I enabled frame pointers, is this more useful?
http://img684.imageshack.us/img684/5118/dsc01206m.jpg
http://img96.imageshack.us/img96/5493/dsc01207k.jpg
http://img33.imageshack.us/img33/7470/dsc01208lp.jpg
Regards,
Pedro
> > If you'd enable frame pointers the strack traces would be clearer, but
> > it looks like a bug in tux on ice, doing kmap_high() with IRQs disabled
> > or something like that.
> I enabled frame pointers, is this more useful?
> http://img684.imageshack.us/img684/5118/dsc01206m.jpg
> http://img96.imageshack.us/img96/5493/dsc01207k.jpg
> http://img33.imageshack.us/img33/7470/dsc01208lp.jpg
Those read more clearly indeed, thanks!
It really looks like what I said above, in that tux on ice is calling
kmap() from an inappropriate context.
Peter Zijlstra wrote:
> On Tue, 2009-12-22 at 19:16 +0000, Pedro Ribeiro wrote:
>> On Tue, Dec 22, 2009 at 5:20 PM, Peter Zijlstra <pet...@infradead.org> wrote:
>
>>> If you'd enable frame pointers the strack traces would be clearer, but
>>> it looks like a bug in tux on ice, doing kmap_high() with IRQs disabled
>>> or something like that.
>
>> I enabled frame pointers, is this more useful?

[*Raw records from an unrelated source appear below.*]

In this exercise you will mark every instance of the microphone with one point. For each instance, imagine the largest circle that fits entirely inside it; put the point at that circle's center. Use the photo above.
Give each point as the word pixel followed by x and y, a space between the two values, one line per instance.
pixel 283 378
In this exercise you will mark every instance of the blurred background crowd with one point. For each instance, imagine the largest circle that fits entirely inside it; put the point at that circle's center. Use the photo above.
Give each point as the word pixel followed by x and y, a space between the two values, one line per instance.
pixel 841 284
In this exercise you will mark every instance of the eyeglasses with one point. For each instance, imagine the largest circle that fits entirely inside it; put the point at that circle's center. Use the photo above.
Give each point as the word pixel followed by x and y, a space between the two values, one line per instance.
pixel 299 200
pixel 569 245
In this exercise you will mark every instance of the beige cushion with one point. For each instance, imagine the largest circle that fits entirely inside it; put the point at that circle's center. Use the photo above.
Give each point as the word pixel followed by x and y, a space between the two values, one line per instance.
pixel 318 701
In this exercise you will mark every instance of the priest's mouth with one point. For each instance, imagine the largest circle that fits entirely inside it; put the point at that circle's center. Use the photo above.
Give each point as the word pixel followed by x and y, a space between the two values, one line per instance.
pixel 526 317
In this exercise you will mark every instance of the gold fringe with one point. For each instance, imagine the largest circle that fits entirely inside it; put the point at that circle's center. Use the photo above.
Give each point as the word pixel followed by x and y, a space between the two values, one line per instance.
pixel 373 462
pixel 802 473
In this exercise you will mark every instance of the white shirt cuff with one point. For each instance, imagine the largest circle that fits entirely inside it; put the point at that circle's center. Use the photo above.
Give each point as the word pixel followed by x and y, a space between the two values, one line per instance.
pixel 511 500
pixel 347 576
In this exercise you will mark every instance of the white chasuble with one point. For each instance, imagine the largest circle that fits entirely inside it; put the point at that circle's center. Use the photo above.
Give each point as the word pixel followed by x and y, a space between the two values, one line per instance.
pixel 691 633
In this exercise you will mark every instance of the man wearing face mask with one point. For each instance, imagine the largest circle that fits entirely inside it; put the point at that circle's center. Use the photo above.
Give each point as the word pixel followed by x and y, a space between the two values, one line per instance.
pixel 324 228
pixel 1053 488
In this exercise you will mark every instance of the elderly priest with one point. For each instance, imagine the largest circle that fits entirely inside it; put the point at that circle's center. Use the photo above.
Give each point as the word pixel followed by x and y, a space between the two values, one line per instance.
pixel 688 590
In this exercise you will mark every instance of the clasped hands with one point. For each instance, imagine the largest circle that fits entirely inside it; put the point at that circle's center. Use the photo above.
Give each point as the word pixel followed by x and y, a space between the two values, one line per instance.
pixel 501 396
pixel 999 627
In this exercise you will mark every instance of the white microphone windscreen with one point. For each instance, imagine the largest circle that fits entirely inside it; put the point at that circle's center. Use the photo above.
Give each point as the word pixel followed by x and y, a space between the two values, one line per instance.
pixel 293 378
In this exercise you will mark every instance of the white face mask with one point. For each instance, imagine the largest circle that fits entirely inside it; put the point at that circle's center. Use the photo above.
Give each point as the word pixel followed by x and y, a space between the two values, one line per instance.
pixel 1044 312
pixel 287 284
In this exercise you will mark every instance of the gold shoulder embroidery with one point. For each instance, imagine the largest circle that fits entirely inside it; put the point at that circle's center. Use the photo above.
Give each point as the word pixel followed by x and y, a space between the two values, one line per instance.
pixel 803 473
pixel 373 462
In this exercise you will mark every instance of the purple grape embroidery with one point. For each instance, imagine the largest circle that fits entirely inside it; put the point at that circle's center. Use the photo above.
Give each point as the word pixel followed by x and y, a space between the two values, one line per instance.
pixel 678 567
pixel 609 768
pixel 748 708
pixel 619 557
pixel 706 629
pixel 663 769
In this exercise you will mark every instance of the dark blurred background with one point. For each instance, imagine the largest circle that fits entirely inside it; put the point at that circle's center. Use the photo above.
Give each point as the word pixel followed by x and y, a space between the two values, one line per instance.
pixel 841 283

>> http://img684.imageshack.us/img684/5118/dsc01206m.jpg
>> http://img96.imageshack.us/img96/5493/dsc01207k.jpg
>> http://img33.imageshack.us/img33/7470/dsc01208lp.jpg
>
> Those read more clearly indeed, thanks!
>
> It really looks like what I said above, in that tux on ice is calling
> kmap() from an inappropriate context.
Ah, I know now what's going on now. You're right. In working around a
reported problem, I've triggered the warning. I'll give it some more
consideration.
Nigel
Peter Zijlstra wrote:
> On Tue, 2009-12-22 at 19:16 +0000, Pedro Ribeiro wrote:
>> On Tue, Dec 22, 2009 at 5:20 PM, Peter Zijlstra <pet...@infradead.org> wrote:
>
>>> If you'd enable frame pointers the strack traces would be clearer, but
>>> it looks like a bug in tux on ice, doing kmap_high() with IRQs disabled
>>> or something like that.
>
>> I enabled frame pointers, is this more useful?
>> http://img684.imageshack.us/img684/5118/dsc01206m.jpg
>> http://img96.imageshack.us/img96/5493/dsc01207k.jpg
>> http://img33.imageshack.us/img33/7470/dsc01208lp.jpg
>
> Those read more clearly indeed, thanks!
>
> It really looks like what I said above, in that tux on ice is calling
> kmap() from an inappropriate context.
I've finally gotten around to looking at this problem properly, and Pete
is exactly right. I'll send a test fix to Pedro separately.